56As I have also already said, I do not expect you to commit any further offence, and I do expect you will comply with this order, but I have to ask you formally, do you understand the terms and conditions of the order?
57ACCUSED: Yes, Your Honour.
58HER HONOUR: Do you agree to comply with this order?
59ACCUSED: Yes, I do.
60HER HONOUR: All right. I state, as I am bound to do, what your sentence would have been had you not pleaded guilty to this charge, but had been found guilty of it on trial, and if all other factors had been the same; which is always an artificial assumption. But for that purpose I state that I would have sentenced you to a Community Corrections Order, with conviction, to last for two years, and its condition would have been for you to perform 250 hours of unpaid community work.
61MR ARMSTRONG: As Your Honour pleases.
62MR HUTTON: Your Honour pleases.
63HER HONOUR: The prosecution applied for an order for a forensic sample to be taken to enable your DNA to be tested and the results placed on the State's database. The purpose of this is always for detection of other offences, sometimes past offences, but also for the future. I have a discretion in the circumstances of this case whether or not to make that order. In my view it is unnecessary to do so, taking into account not only your prior lack of criminal history, but also the nature of the offence in question, which in no way involved, or could have involved, the use of DNA to trace the identity of the person concerned. The deletions in the computer system had long since been made before the police investigation commenced with no saying how many people might have used any, or which computers involved.

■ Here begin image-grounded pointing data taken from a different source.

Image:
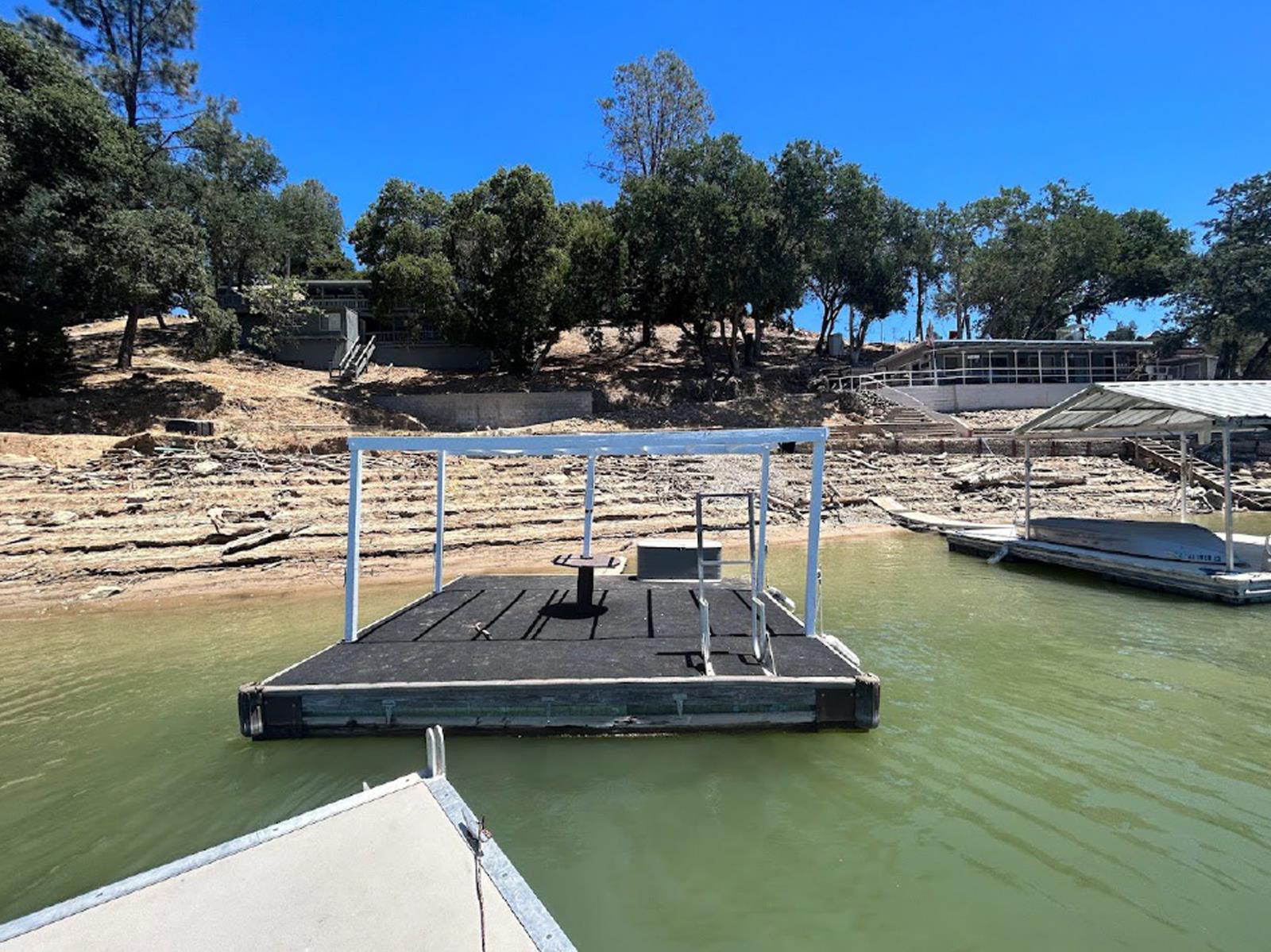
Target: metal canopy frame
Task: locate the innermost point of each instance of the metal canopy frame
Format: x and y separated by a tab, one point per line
1173	408
667	442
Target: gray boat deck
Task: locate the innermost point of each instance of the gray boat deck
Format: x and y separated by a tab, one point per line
385	869
1239	588
516	653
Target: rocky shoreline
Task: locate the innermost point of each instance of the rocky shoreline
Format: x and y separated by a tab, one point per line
146	518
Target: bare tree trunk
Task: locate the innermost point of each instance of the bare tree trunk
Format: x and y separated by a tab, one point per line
921	285
130	337
1255	368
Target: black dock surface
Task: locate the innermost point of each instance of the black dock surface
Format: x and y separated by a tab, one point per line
518	653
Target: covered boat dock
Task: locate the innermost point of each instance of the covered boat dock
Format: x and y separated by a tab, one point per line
1177	557
581	653
404	865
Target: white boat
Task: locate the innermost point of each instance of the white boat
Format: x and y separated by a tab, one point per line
1175	542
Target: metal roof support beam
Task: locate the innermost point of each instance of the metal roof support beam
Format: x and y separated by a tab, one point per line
1182	477
355	524
762	569
813	541
1227	497
589	501
438	543
1027	490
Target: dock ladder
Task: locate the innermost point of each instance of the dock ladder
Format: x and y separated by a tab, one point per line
760	640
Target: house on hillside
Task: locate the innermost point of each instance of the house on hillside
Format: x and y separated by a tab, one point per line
968	376
347	317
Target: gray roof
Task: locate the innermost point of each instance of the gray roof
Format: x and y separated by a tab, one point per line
1154	408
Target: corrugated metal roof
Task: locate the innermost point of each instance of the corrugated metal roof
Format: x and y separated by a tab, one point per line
988	344
1156	408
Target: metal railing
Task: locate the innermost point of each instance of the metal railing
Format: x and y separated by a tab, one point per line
942	376
760	640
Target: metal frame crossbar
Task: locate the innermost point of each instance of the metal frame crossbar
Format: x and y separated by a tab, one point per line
666	442
759	637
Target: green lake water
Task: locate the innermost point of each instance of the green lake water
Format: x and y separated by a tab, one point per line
1061	764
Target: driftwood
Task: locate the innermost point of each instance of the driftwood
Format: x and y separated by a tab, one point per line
1014	480
257	539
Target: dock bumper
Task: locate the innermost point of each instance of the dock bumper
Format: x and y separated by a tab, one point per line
855	708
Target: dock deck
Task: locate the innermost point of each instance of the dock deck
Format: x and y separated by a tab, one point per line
515	653
1241	588
391	867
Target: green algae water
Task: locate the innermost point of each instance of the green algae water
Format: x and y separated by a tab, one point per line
1061	764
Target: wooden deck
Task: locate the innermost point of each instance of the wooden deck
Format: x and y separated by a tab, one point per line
1163	575
514	653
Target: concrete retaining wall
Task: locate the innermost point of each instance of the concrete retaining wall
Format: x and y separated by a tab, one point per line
431	357
473	410
982	446
956	398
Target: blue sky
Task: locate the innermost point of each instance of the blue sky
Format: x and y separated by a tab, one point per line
1149	105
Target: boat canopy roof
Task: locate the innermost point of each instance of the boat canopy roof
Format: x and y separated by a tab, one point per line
1154	408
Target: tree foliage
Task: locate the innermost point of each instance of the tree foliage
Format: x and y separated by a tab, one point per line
148	260
65	164
311	229
131	48
230	178
1227	299
281	306
697	233
656	107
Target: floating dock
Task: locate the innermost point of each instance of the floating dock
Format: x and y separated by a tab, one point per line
400	865
516	653
1239	588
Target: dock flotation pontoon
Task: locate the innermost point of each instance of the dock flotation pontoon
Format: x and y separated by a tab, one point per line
595	653
1181	557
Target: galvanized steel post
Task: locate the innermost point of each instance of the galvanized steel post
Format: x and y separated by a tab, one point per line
1227	497
355	522
589	503
438	549
762	569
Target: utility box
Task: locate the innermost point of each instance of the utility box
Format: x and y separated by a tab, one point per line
675	558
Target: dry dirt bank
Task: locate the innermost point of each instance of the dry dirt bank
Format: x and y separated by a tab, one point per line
84	516
131	522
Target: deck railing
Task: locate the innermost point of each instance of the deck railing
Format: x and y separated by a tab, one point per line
942	376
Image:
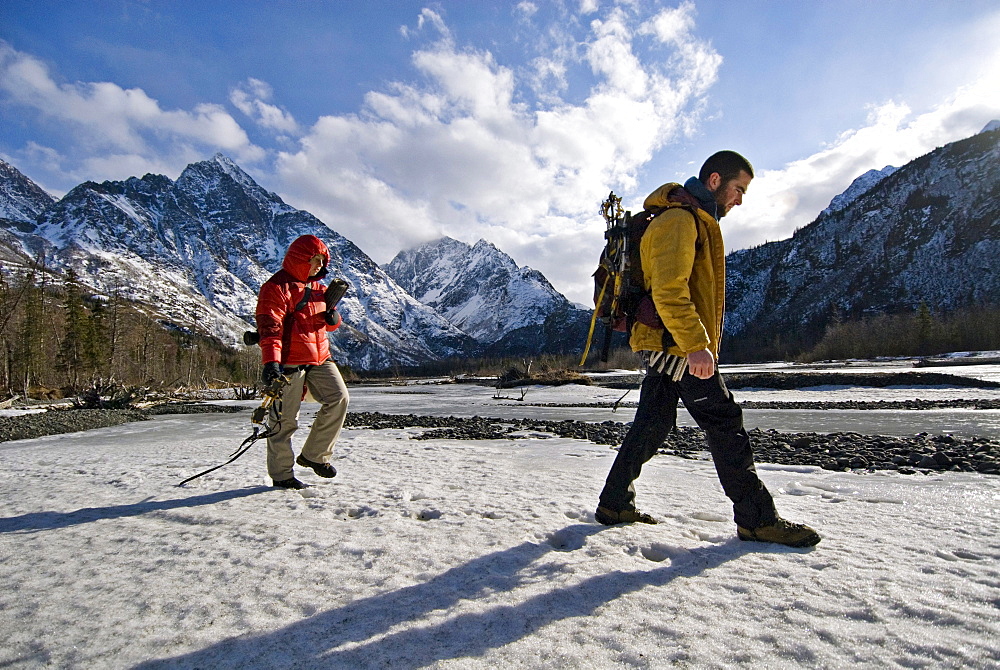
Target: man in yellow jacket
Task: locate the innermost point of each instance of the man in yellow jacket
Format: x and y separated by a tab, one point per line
684	270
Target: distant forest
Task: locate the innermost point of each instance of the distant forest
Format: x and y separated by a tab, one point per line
58	340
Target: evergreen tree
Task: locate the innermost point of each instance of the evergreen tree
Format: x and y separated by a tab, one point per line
73	348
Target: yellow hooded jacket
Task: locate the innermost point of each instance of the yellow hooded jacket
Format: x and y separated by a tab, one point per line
684	269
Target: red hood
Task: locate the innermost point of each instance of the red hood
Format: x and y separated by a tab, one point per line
297	257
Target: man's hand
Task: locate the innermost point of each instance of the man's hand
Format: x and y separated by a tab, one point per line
701	364
271	372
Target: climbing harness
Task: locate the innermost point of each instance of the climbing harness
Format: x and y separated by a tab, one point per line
266	421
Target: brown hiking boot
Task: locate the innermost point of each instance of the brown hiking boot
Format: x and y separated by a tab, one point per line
610	517
292	483
781	532
321	469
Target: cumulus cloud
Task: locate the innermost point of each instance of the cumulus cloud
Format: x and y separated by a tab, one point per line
780	201
119	124
462	151
252	97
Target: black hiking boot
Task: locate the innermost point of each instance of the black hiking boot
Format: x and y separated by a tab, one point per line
321	469
609	517
781	532
292	483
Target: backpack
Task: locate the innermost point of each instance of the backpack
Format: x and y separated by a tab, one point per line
620	295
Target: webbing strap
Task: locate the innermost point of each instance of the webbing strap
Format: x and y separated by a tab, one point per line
593	320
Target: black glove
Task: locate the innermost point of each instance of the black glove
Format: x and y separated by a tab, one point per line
271	372
334	292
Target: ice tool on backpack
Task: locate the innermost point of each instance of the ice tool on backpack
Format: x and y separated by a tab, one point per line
618	280
266	421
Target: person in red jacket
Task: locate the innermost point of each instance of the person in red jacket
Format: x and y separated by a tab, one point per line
294	315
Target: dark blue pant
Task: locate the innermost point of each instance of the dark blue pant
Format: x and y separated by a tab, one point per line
713	408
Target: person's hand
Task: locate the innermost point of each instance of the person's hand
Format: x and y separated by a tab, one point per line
271	372
701	364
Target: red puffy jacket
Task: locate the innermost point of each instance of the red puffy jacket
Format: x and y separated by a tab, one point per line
288	335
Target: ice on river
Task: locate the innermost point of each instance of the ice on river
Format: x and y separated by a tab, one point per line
472	554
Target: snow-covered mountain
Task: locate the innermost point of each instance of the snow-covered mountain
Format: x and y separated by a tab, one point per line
858	187
197	250
929	232
20	198
510	310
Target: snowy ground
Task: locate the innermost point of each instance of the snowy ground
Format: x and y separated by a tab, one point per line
473	555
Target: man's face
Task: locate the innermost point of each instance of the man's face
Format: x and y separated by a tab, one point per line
315	264
731	193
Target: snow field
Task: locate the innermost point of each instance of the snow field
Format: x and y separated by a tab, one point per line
472	554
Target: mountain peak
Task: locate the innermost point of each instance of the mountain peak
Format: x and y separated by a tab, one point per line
20	198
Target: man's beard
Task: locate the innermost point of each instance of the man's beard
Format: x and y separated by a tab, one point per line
720	208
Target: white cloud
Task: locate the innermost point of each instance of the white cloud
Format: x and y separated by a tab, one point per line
464	153
780	201
252	98
112	122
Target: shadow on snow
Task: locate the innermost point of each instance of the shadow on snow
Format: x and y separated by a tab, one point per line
37	521
319	641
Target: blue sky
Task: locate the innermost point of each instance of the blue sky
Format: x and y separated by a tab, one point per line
399	122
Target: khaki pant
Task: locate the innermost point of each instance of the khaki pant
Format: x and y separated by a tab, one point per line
327	387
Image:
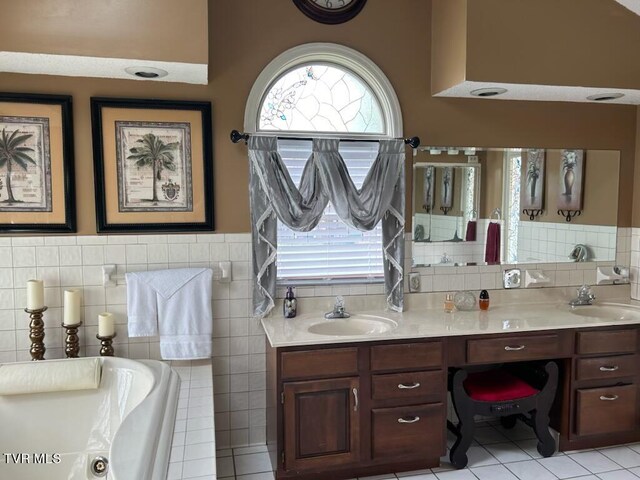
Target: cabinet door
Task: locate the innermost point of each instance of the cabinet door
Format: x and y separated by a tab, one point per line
321	423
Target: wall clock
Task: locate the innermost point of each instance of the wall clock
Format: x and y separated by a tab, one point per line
330	11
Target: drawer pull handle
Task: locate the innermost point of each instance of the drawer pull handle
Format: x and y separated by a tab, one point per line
609	369
610	398
509	348
355	399
409	419
406	386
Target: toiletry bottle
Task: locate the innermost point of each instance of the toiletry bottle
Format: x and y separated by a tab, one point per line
449	305
290	305
484	300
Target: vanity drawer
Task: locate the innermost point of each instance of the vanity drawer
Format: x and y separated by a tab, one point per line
330	362
427	386
415	431
406	355
606	410
606	367
513	349
608	341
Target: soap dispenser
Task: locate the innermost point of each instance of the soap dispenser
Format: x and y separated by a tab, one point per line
290	305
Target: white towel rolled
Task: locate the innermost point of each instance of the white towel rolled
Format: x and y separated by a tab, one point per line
50	376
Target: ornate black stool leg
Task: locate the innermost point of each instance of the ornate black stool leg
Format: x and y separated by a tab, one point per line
546	444
508	421
466	425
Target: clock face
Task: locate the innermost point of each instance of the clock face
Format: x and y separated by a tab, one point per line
332	4
330	11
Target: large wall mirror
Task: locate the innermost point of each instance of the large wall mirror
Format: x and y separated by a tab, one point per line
476	206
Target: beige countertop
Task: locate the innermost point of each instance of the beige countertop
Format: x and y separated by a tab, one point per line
434	322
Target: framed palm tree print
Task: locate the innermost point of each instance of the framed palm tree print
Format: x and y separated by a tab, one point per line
36	164
153	165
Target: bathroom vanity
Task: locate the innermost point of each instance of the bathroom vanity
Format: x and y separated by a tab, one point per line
339	407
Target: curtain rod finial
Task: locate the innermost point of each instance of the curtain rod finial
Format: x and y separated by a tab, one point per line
236	136
413	142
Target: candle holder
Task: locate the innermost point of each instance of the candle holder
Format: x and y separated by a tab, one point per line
72	342
106	350
36	333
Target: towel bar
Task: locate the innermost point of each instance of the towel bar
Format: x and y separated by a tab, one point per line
221	272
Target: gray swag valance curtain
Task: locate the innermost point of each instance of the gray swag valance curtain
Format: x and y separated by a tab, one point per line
273	195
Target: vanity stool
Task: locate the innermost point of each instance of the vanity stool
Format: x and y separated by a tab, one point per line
512	392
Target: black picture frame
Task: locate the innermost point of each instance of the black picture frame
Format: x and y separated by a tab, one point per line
330	16
61	218
201	161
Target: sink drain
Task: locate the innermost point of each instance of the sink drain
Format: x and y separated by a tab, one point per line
100	466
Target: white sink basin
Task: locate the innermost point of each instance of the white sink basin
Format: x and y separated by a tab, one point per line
608	311
354	325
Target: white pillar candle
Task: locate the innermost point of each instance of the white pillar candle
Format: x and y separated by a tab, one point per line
35	294
72	306
106	326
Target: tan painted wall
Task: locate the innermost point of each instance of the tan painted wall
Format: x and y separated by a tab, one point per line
599	199
636	191
243	41
449	37
491	183
563	42
166	30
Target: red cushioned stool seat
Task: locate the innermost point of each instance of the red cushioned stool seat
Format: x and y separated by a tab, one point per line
497	386
520	391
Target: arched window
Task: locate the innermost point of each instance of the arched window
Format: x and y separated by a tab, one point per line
321	98
317	90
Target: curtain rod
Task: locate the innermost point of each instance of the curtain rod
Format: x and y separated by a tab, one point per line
236	136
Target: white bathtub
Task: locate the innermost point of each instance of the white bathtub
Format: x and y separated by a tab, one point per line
129	420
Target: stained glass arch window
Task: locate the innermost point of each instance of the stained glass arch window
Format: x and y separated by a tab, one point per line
324	89
321	98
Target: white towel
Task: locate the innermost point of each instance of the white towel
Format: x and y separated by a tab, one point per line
176	304
50	376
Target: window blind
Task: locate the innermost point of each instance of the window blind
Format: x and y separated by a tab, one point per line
331	251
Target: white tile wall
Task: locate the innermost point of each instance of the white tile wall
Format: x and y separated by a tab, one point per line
544	241
635	263
239	343
432	253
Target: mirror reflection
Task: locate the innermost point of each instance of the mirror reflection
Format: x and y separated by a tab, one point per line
514	205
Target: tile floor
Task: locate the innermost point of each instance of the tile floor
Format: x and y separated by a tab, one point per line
497	454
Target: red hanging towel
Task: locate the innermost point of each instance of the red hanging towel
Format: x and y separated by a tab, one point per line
492	250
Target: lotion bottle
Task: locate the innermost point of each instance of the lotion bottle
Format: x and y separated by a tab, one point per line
290	304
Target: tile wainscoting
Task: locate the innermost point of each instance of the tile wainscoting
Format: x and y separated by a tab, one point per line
239	342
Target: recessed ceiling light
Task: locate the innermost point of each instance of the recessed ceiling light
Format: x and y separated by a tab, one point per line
146	72
603	97
488	92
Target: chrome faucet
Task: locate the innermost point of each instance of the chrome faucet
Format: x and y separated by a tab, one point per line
585	297
338	310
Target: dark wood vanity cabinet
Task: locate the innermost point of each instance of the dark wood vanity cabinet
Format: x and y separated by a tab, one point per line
378	407
321	423
357	410
604	388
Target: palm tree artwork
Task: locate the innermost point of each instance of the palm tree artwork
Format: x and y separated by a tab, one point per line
14	152
154	153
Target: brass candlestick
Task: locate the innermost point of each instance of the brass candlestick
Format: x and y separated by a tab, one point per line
36	333
72	342
107	348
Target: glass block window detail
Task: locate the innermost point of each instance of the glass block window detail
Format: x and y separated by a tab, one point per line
321	98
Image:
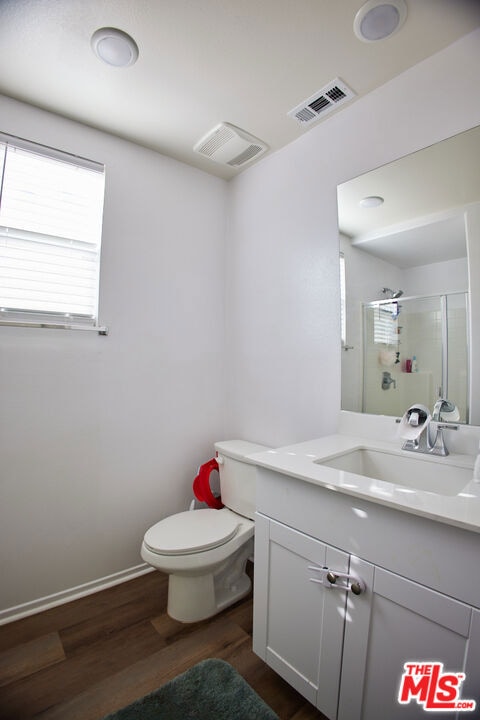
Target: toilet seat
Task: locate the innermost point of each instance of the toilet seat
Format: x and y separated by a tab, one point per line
191	532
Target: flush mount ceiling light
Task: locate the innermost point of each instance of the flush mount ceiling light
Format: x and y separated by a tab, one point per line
371	201
114	47
377	20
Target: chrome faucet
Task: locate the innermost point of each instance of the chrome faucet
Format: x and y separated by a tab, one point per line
428	442
438	446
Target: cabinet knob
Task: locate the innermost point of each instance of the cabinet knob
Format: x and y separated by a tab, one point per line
357	587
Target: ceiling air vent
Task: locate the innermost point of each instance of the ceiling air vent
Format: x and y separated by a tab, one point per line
322	102
229	145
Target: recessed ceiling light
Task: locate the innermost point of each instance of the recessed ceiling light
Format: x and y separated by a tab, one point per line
377	20
114	47
371	201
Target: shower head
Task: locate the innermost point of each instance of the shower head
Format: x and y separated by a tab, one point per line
393	294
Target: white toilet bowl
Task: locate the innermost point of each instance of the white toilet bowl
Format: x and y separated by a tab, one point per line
205	553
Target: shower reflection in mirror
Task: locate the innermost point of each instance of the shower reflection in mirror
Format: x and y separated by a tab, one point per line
411	305
422	344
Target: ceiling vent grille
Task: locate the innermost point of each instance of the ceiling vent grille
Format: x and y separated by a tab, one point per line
322	102
230	145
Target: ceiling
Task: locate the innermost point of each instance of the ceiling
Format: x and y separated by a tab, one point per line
420	222
202	62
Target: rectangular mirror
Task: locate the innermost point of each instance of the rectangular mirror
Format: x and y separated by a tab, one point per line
409	239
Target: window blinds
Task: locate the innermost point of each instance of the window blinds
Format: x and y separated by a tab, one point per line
51	208
385	324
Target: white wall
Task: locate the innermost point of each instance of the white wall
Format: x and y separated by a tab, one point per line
102	436
282	263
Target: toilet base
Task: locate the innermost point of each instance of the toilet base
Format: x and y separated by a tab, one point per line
198	597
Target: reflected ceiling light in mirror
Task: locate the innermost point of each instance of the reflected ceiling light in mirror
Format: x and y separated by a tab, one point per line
114	47
371	201
378	20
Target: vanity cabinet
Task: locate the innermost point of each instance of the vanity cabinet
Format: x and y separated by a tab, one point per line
345	652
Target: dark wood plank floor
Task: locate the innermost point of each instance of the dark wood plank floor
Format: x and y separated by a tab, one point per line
87	658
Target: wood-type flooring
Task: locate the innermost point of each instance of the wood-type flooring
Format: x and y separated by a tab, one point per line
87	658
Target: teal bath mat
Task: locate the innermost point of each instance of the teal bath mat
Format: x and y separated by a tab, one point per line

64This is not the type of offending, in my view, for which DNA could be of much assistance in an investigation. I am reinforced in my conclusion about this by my view, also expressed, that I believe it is unlikely that you will offend in the future in this or any other manner, so I have decided not to make that order.
65MR ARMSTRONG: As Your Honour pleases.
66MR HUTTON: Your Honour pleases.
67HER HONOUR: You can take a seat, Ms Debavay, while that order is prepared, and its terms will have to be checked and then you'll be asked to sign it and I'll sign it.
68MR HUTTON: Your Honour pleases.
69HER HONOUR: Have I covered everything that I needed to cover?
70MR HUTTON: Yes, Your Honour.
71HER HONOUR: There were no other applications?
72MR HUTTON: No.
73MR ARMSTRONG: No, thank you.
74
HER HONOUR: All right. I'll have a copy of the draft CCO shown to both counsel to check. If that's satisfactory, I'll have my associate take it to
Ms Debavay to sign.
75MR HUTTON: Yes, Your Honour.
76HER HONOUR: Ms Debavay, you've seen it's been checked by your counsel, but I'll ask you to read it through and be sure you understand it and then sign it if you agree. All right, I've signed a copy of that Community Corrections Order. There'll be copies made so you have one. You can now leave the dock, Ms Debavay, and join your family and counsel in the body of the court. I'll just sign the overall order also while you're here.
77What I'll do, I intend to stay on the Bench for the next part heard matter to come in - actually, we're not sure, I just suppose if - I'll leave the Bench, this matter's concluded, and I'll come back in as soon as the others are - the next one's ready.